Elston Stevenson Gets 15 Years In Prison After Pleading Guilty To Shooting Into Murder Victim's Grave

CHICAGO (CBS) -- A Chicago man has been sentenced to 15 years in prison, after admitting to firing a gun into the grave of a murder victim during his burial service in 2017.

Elston Stevenson pleaded guilty Monday to one count of illegal possession of a firearm by a convicted felon. U.S. District Judge John Tharp sentenced him to 180 months in prison.

Federal prosecutors said, during a burial service at Evergreen Cemetery in Evergreen Park on Nov. 22, 2017, Stevenson pulled out a handgun and fired a single shot into the grave of a man who had been murdered two days earlier

Prosecutors said, as he fired, Stevenson said, "You aint' [expletive]. You got what you deserved."
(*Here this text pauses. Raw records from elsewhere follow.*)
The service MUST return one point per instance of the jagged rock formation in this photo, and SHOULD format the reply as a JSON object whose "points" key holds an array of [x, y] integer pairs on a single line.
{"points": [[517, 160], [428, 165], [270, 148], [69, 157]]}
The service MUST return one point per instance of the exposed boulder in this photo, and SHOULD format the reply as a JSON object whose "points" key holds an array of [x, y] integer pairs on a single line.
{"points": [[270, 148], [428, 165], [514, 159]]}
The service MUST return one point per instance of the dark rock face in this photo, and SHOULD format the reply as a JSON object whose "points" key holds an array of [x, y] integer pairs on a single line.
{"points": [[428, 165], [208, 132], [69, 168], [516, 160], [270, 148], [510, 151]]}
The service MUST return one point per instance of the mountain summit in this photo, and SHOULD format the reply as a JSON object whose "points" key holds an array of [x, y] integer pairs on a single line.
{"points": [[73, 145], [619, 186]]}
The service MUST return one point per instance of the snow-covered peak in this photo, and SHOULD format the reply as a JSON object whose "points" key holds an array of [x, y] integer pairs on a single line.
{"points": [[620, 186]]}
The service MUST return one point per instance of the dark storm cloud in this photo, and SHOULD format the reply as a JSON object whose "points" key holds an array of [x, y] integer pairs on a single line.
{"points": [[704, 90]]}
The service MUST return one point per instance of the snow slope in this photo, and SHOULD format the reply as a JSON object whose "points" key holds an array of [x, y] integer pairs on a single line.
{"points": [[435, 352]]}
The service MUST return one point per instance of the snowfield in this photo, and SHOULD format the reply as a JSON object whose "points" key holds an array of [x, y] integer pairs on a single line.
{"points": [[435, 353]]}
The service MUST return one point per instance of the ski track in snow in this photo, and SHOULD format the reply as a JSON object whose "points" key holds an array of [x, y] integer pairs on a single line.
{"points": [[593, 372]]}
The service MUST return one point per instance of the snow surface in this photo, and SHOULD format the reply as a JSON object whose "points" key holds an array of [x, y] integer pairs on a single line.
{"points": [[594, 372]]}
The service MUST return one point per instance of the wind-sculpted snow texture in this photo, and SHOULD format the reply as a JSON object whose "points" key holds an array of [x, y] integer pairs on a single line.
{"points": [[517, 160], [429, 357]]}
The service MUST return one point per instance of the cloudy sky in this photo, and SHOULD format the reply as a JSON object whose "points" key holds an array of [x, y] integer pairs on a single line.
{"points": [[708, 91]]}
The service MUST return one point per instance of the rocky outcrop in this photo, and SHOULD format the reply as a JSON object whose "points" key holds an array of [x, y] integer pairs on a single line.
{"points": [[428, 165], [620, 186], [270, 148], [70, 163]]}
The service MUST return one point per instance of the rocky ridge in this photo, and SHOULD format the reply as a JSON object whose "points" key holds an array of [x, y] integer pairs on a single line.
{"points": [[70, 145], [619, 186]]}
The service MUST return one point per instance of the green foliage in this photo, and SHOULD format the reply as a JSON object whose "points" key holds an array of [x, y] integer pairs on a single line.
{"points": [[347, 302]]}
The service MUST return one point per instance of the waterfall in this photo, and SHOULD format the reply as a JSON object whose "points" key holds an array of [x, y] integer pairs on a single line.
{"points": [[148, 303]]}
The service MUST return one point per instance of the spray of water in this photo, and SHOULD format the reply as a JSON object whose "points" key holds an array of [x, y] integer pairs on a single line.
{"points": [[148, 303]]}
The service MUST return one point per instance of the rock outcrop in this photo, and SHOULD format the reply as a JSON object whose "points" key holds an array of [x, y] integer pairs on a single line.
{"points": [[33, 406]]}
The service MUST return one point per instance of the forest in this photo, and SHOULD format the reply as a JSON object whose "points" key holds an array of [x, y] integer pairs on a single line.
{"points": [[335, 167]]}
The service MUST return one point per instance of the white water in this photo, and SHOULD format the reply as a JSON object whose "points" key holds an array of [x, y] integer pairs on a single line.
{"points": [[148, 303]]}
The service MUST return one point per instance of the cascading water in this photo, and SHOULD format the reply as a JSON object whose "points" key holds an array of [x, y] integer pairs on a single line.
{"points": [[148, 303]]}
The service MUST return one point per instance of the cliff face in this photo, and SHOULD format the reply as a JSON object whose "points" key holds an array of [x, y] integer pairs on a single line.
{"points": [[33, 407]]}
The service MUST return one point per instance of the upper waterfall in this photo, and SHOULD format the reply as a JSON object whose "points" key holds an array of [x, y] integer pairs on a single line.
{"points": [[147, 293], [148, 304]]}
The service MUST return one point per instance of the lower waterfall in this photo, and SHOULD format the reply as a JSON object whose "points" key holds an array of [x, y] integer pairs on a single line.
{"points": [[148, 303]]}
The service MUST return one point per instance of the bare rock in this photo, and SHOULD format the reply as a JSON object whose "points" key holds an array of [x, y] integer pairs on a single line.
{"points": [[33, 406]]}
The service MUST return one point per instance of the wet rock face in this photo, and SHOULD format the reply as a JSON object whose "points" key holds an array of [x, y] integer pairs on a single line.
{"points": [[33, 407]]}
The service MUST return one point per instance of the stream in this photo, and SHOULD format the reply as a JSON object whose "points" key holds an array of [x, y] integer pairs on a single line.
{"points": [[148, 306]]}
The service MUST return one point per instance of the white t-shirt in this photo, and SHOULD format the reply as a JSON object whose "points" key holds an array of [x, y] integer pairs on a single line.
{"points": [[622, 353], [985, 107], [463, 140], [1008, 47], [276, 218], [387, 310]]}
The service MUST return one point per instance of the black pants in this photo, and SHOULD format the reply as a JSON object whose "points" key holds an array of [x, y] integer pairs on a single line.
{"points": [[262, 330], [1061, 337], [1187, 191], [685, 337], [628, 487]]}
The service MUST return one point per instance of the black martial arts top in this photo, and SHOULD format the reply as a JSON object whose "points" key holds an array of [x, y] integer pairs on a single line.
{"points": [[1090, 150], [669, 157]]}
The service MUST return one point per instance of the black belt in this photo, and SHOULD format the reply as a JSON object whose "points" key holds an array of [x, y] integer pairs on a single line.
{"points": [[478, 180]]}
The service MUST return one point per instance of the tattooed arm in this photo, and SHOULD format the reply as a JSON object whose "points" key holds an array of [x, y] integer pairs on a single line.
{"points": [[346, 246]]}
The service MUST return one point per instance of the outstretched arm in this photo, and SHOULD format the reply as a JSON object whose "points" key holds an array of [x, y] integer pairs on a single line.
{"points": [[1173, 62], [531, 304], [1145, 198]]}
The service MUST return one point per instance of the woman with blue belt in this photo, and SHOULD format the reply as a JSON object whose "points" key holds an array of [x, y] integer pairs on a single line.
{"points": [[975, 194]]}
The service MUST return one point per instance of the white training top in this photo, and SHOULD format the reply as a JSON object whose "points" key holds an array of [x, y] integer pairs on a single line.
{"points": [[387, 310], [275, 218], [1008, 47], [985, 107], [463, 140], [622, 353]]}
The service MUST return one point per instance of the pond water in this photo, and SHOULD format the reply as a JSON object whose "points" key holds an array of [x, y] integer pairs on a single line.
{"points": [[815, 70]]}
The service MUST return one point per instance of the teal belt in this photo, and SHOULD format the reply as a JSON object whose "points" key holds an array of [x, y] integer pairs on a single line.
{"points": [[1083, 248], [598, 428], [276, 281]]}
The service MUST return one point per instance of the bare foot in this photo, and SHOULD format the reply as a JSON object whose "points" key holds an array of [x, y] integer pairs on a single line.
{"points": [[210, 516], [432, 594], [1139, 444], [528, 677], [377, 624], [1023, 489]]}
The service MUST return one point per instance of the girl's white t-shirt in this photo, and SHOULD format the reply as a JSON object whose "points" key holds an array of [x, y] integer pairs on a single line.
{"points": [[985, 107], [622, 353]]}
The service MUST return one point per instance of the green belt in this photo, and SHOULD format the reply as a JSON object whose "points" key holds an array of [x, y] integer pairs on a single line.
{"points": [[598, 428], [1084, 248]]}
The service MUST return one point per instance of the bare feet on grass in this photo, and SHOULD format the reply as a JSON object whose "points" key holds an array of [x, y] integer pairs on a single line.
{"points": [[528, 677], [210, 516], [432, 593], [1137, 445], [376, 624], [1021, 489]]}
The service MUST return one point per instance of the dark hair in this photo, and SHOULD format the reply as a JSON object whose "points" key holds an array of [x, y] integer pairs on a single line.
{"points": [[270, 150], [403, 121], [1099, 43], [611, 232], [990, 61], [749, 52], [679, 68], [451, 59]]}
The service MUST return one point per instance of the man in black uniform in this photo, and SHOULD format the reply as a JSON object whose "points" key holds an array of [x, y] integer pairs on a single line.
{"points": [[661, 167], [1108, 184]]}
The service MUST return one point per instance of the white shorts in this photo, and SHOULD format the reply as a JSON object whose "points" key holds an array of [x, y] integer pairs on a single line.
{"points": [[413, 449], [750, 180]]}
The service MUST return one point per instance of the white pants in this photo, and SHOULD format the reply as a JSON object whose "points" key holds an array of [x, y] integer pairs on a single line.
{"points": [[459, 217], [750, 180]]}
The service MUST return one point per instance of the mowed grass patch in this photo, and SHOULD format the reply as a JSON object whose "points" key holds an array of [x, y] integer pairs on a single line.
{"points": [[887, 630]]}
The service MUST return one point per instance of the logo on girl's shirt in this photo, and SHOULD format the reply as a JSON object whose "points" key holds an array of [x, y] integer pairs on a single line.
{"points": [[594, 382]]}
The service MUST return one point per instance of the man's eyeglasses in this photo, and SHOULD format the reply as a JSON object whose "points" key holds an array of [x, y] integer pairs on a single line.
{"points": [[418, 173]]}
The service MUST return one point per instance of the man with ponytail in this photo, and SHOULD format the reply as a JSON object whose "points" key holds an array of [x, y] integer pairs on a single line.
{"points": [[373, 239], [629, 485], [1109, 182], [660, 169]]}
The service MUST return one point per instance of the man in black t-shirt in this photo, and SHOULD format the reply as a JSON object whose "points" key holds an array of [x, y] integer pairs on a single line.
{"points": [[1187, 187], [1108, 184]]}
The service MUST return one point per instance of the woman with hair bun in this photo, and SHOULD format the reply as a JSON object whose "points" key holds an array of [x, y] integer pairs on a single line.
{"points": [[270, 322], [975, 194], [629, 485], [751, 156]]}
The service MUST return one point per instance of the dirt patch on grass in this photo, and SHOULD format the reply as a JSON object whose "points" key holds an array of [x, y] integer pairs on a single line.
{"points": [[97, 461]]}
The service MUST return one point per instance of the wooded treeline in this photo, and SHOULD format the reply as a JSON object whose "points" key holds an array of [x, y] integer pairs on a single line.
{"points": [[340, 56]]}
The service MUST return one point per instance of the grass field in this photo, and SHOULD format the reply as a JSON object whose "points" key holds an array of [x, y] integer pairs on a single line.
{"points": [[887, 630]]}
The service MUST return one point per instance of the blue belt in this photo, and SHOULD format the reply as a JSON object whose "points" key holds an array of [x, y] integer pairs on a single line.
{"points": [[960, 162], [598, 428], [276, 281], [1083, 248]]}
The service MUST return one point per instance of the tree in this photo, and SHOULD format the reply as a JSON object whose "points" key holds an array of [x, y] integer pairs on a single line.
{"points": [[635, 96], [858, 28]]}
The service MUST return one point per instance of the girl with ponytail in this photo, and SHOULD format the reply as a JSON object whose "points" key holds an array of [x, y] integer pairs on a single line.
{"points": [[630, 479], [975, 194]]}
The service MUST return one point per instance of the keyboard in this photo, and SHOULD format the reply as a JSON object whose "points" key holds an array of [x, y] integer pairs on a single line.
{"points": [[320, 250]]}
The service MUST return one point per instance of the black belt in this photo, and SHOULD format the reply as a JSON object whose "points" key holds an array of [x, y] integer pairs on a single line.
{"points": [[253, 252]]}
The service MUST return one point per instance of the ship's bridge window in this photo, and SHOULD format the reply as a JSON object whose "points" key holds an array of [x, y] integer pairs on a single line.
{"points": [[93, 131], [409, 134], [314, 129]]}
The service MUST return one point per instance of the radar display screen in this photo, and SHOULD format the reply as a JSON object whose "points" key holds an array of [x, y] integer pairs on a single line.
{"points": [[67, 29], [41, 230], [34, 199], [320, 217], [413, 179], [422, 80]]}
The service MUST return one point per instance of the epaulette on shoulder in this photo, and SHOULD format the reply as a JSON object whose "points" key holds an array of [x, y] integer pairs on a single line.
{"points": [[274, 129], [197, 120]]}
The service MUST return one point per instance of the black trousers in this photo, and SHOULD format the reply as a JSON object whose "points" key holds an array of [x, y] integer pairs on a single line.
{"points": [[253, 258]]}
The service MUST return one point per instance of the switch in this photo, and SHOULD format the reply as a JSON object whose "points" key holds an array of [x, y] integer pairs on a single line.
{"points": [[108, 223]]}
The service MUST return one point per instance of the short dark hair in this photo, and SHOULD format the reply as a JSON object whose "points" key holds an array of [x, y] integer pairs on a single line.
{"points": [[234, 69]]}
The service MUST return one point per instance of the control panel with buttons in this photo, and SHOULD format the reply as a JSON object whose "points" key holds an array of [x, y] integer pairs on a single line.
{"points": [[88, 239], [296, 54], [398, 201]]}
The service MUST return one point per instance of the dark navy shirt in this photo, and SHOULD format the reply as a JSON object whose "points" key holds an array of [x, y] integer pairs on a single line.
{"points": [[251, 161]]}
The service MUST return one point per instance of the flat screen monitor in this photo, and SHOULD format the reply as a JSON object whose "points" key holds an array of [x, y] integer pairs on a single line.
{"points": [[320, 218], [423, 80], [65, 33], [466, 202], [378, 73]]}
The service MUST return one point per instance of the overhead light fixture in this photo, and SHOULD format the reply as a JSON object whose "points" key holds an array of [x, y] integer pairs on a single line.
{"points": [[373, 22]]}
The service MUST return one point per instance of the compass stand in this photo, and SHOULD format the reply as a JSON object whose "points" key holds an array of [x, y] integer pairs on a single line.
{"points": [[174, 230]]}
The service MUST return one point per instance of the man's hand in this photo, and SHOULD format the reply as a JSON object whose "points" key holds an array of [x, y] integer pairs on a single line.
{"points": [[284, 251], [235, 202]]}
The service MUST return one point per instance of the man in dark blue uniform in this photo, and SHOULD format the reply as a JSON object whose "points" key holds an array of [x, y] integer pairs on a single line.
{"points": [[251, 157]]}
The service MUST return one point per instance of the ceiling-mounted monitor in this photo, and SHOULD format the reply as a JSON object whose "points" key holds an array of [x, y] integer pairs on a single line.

"When a felon brings a loaded gun to a populated area and uses the gun to threaten and endanger strangers, this conduct will not be tolerated," Assistant U.S. Attorney Cornelius A. Vandenberg argued in the government's sentencing memorandum.  "The mourners were all in the immediate vicinity of the defendant when he produced the loaded weapon and were placed in danger by the defendant's reckless firing of the weapon into the gravesite."

At the time Stevenson was charged in 2017, police said the shooting happened at a funeral for 39-year-old Murad Talib, who was killed  on Nov. 20, 2017, in his Palos Heights home. It wasn't clear how Stevenson may have known Talib.